Insight is a familiar clinical concept that we tend to take for granted and employ without giving much thought to its precise definition and significance. The past decade has seen an upsurge of interest in the subject, which has inspired much novel research and theory. The editors of this book, themselves authorities in the field, have assembled an impressive group of international multi-disciplinary contributors who examine insight from biological, psychological and social perspectives. The 17 chapters are arranged in five sections entitled ‘Phenomenology of insight’, ‘Neuropsychology of insight’, ‘Culture and insight’, ‘Insight and behaviour’ and ‘Clinical implications of poor insight’. Most of the discussion focuses on insight in relation to schizophrenia.
As so often in psychiatry, the first hurdle to overcome is finding an agreed definition. Impaired insight is usually measured in terms of departure from reality, but this begs the question of whose reality. David's pragmatic three-pronged definition, which will attract clinicians, is criticised from the sociological standpoint on the grounds that the clinician's judgement is being used as the gold standard when it too is shaped by cultural concepts and values. Linguistic analysis of the meaning of insight also finds the medical model of psychosis wanting.
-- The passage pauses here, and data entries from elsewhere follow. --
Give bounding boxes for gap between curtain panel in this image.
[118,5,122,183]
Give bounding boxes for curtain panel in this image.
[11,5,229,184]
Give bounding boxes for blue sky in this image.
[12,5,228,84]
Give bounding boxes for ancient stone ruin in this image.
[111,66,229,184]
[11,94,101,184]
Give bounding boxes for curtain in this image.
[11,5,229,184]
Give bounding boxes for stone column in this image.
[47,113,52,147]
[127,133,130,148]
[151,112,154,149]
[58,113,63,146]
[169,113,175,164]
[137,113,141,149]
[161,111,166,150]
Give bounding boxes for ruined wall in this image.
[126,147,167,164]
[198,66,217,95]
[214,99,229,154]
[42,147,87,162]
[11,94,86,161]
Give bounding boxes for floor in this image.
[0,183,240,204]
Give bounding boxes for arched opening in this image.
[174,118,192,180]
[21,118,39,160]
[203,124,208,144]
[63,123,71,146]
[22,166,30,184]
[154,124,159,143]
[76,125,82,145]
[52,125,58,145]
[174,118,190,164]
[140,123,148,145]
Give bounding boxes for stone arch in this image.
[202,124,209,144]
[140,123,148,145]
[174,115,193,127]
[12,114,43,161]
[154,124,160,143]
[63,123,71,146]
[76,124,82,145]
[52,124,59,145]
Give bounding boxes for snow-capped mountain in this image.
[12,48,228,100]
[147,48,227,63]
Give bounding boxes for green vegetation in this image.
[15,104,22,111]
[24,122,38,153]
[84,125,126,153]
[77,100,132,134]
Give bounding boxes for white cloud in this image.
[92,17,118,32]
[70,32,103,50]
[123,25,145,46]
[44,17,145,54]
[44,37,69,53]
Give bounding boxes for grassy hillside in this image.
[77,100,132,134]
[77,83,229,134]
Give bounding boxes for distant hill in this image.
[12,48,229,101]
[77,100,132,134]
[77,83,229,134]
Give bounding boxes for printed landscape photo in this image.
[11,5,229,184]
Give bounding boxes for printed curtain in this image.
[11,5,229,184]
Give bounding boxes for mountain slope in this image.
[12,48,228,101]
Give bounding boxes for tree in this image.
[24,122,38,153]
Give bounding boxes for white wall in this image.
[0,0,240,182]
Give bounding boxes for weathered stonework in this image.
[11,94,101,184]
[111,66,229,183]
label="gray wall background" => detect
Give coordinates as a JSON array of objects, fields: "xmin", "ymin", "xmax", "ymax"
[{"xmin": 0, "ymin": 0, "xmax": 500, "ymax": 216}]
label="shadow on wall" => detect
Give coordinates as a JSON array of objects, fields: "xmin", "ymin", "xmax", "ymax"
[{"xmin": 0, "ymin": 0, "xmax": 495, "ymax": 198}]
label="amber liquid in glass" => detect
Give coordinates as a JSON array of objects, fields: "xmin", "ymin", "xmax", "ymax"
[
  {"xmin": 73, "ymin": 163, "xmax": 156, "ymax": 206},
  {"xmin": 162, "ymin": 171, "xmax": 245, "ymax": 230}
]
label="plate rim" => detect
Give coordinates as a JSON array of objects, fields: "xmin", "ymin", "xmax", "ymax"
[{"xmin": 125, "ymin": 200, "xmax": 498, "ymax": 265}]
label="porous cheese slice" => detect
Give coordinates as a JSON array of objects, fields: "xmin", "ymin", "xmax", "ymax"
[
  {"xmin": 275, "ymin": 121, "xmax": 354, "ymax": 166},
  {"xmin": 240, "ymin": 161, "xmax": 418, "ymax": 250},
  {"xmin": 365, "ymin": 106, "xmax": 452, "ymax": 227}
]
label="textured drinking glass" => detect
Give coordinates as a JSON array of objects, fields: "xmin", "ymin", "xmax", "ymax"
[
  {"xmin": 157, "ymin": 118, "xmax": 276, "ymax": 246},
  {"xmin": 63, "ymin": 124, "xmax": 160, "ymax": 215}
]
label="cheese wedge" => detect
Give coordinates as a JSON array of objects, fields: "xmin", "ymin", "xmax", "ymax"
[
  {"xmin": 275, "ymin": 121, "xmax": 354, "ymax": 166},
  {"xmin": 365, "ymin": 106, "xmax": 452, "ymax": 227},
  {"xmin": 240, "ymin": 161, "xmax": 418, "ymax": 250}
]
Purely psychological explanations for impaired insight, for example, defensive denial, are giving way to explanations based on neuropsychological deficits. Parallels are drawn between the loss of insight in schizophrenia and neurological syndromes such as the various forms of anosognosia, and mesio-temporal-limbic structures have been implicated.
An interesting contribution from Japan describes how a rigid adherence to Jaspers's views on loss of insight in schizophrenia led to a national policy of involuntary incarceration of almost all patients with schizophrenia, which has been reversed only in the past 15 years. Other consequences of lack of insight are reviewed, including non-con-compliance with medication and violent behaviour. Clinical studies reveal that insight is related to outcome and voluntary v. involuntary commitment, is correlated with IQ and can be improved by psychosocial treatments. In a thoughtful epilogue, Strauss proposes that insight should be conceived as a process rather than a static label.
This is a comprehensive review of an important yet little studied feature of clinical practice. While absorbing much new knowledge, the reader is conducted along some fascinating and relatively untrodden byways of psychiatry, neurology, psychology, philosophy and sociology. The editors deserve our appreciation for assembling such an intellectual tour de force, which should appeal to all who are interested in the enigma that is schizophrenia.